Ping return interface/route

Hi
I have a multiple ISP config with two default routes with different distances which is changed with a netwatch script. This works fine for letting the router control the route/ISP used. Now our secondary ISP want to monitor the other way too and ping the router on it’s WAN2 IP to confirm the availability of their service all the way and they normally don’t see any traffic as secondary so they can’t simply watch for that. Primary ISP get a reply but the secondary simply won’t since the route for them is not active because of the route distance metric. What happens is that ping request from ISP2 arrive on WAN2 IP (secondary) and reply is sent out on WAN1 IP (primary) where I think ISP1s router/firewall blocks it because it did not see the initial request and opened a connection. Or the ISP2 monitoring IPs could also be unreachable via ISP1 because they could be in a ISP2 DMZ or something. I guess there are several possible reasons here and which a customer have no control over.
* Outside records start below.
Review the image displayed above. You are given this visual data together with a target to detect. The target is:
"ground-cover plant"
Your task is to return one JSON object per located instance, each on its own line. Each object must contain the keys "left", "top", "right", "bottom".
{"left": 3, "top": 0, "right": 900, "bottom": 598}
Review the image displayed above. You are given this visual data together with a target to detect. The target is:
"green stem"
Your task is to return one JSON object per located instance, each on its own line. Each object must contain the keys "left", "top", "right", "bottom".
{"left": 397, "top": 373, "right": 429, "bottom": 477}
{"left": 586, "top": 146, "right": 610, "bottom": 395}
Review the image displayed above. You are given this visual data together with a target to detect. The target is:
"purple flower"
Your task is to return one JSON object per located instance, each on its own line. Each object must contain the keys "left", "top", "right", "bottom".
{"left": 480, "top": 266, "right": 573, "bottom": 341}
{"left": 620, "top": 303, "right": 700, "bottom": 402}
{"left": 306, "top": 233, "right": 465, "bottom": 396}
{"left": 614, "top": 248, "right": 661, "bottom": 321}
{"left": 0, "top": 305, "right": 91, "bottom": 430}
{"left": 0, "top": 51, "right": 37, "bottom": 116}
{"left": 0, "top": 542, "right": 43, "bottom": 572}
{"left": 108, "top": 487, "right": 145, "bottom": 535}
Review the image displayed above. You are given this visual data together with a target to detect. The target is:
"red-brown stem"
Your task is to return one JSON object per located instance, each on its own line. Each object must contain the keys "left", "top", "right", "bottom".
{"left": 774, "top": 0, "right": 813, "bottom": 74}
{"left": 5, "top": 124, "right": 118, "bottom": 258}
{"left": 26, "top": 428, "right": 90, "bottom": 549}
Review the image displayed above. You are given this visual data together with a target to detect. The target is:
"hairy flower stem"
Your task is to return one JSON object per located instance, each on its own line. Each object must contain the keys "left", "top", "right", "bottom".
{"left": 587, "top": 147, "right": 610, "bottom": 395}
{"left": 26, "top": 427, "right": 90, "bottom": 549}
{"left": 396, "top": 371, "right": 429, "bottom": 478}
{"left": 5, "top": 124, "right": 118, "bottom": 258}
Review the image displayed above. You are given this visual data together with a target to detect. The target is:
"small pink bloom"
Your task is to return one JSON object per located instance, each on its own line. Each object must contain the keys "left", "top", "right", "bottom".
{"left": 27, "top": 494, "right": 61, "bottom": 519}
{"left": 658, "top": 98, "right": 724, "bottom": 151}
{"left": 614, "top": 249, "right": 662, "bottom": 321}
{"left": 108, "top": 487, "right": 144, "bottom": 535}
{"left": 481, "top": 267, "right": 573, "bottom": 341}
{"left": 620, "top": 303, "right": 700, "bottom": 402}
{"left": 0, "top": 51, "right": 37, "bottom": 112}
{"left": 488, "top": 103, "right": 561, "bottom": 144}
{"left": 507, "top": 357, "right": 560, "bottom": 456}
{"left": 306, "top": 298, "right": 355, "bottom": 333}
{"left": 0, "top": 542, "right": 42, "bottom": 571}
How can I solve this in the best possible way? I think similar cases to this must be quite common so maybe there a “standard” way one should solve it?
I could of course add static routes via the gateway on IP2 for ISP2s monitoring host(s) if they are static but this feels like a fragile solution.
The best solution I could think of (which I of course don’t know if possible) is if there was a way/option to return pings on the interface they arrived on against the route distance priority. Maybe by somehow using NAT rules and tagging traffic so the return patch is altered from using the default lowest distance route?